Computing jacobian column-wise with Pytorch, and without loop

Hi @ergias,

In the other discuss link you shared, it referenced my answer of using the functorch library, however, with the release of PyTorch2.0+, the functorch library is now within torch itself in the torch.func namespace.

For the most part things have stayed the same, except instead of functionalizing your net directly you need to call torch.func.functional_call(net, params, *inputs) and pass the parameters of your network as a dictionary.

For example,

net = Net(*args, **kwargs)
from torch.func import functional_call, jacrev, vmap

def fcall(params, x):
  return functional_call(net, params, x)

per_sample_jacobian_wrt_params = vmap(jacrev(fcall, argnums=(0)), in_dims=(None,0))(params, x)
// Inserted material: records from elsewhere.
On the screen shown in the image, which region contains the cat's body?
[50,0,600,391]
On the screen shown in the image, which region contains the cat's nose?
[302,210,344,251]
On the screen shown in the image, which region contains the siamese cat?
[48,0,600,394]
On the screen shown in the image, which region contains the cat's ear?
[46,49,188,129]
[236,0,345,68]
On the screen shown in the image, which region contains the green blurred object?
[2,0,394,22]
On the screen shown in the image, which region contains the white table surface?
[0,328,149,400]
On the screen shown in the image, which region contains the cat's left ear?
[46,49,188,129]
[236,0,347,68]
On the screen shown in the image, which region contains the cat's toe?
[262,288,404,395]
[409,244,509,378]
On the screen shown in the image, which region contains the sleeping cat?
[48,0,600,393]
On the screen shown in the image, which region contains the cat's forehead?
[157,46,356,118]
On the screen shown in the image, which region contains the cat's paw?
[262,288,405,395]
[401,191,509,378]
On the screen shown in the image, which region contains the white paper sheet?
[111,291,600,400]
If you want to remove your loop you’ll need to do a simpler trick what I showed above. If you have more outputs to your function than inputs, you may want to use forward-mode AD via torch.func.jacfwd to get better performance.

Also, don’t use the torch.jit() decorator it really won’t do much, it’s best to use torch.compile() instead, but this will only give minimal improvements as well as torch.compile was only released with PyTorch2.0 recently.

Furthermore, be careful with re-wrapping your tensor, e.g. self.A and self.mu as that’ll break any gradient flow for those parameters. You could also directly initialize on the GPU via torch.as_tensor(data, dtype=torch.float, device=self.device), which may be slightly quicker too.